Key Insights from the Report
- Increase in Traffic to Blocked Crypto Platforms
Despite the government blocking nine major offshore crypto exchanges, web traffic to these platforms increased by 57% from January 2024 to October 2024. Indian users are bypassing restrictions using tools like VPNs, mirror platforms, or switching to non-compliant exchanges. - Massive Trading on Offshore Platforms
Between December 2023 and October 2024, Indians traded an astonishing ₹2.63 lakh crore on foreign crypto platforms, including blocked ones.- According to the government’s Tax Deducted at Source (TDS) rules for VDAs, these trades should have generated ₹2,634 crore in TDS. However, since foreign exchanges aren’t complying with Indian tax laws, this amount remains unpaid.
- Since the TDS rule was introduced in July 2022, India has lost over ₹6,000 crore in uncollected taxes from offshore trading platforms.
- Domestic Exchanges Losing Users
Indian crypto platforms like CoinDCX, WazirX, and others saw their web traffic drop by 34% in 2024.- In contrast, foreign platforms witnessed a 77% surge in Indian user activity during the same period.
Future Trends and Projections
If current trends persist, the report estimates that Indian traders could transact ₹17.7 lakh crore on offshore platforms over the next five years.
- This could result in a loss of ₹17,700 crore in uncollected TDS for the government.
Reasons Behind Offshore Migration
The strict tax policies are a key reason for traders moving to foreign platforms.
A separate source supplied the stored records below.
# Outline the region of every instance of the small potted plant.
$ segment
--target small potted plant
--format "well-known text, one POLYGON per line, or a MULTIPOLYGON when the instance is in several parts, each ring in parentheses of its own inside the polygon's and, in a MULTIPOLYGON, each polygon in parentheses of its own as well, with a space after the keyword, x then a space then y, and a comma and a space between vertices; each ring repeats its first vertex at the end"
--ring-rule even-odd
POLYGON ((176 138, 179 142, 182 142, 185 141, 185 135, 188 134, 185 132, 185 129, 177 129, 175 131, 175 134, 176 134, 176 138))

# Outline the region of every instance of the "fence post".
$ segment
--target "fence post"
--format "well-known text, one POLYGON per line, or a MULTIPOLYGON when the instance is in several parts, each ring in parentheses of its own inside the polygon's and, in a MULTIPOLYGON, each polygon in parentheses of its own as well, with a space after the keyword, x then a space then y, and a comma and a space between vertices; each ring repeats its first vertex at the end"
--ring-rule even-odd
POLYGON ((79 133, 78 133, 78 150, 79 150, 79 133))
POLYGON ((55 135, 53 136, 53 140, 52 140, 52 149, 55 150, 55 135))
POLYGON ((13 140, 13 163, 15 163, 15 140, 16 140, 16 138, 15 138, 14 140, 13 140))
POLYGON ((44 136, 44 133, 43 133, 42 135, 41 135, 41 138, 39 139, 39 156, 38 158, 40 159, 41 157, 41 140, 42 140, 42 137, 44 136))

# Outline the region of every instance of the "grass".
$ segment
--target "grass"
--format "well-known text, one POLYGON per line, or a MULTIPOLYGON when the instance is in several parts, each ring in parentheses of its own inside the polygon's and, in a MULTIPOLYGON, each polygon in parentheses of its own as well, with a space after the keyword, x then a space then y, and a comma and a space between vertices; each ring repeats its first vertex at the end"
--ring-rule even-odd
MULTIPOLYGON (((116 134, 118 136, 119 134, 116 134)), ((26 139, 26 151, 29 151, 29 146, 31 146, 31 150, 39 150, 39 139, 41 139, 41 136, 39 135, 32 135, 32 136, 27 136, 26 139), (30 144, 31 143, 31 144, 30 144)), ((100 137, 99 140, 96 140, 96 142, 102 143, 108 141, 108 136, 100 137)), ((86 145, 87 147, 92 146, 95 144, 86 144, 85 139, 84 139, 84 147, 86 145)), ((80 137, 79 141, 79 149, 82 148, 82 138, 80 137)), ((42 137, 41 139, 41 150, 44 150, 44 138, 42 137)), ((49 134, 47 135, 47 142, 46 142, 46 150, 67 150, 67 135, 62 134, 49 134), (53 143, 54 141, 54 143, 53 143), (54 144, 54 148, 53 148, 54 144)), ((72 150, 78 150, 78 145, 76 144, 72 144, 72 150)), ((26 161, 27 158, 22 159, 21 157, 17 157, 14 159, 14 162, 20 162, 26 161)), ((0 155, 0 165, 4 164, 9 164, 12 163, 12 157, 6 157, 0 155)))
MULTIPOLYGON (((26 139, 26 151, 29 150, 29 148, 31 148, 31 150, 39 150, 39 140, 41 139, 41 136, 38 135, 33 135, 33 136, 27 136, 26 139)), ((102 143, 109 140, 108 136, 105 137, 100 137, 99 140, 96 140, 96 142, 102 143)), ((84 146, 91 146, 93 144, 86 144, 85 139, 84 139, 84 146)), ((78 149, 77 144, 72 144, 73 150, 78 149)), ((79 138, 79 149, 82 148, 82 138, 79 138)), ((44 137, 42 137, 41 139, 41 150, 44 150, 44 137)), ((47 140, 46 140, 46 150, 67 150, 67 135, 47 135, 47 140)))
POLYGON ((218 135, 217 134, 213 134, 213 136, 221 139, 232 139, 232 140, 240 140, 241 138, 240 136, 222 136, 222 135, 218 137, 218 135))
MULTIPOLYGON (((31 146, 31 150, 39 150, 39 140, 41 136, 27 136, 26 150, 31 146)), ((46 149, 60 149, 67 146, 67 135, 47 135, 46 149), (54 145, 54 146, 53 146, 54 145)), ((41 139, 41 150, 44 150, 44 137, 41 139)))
For example:
- The TDS rate on crypto transactions in India is 1%, significantly higher than other investment avenues like stocks and commodities.
- Indian exchanges face stricter compliance requirements, making them less attractive compared to offshore platforms.
Recommendations from the Esya Centre
The report proposes several policy changes to address these issues:
- Reduce the TDS Rate
- Lowering the TDS rate from 1% to 0.01% could encourage traders to return to Indian platforms.
- This shift could generate between ₹9,169 crore and ₹18,338 crore in tax revenue over the next five years.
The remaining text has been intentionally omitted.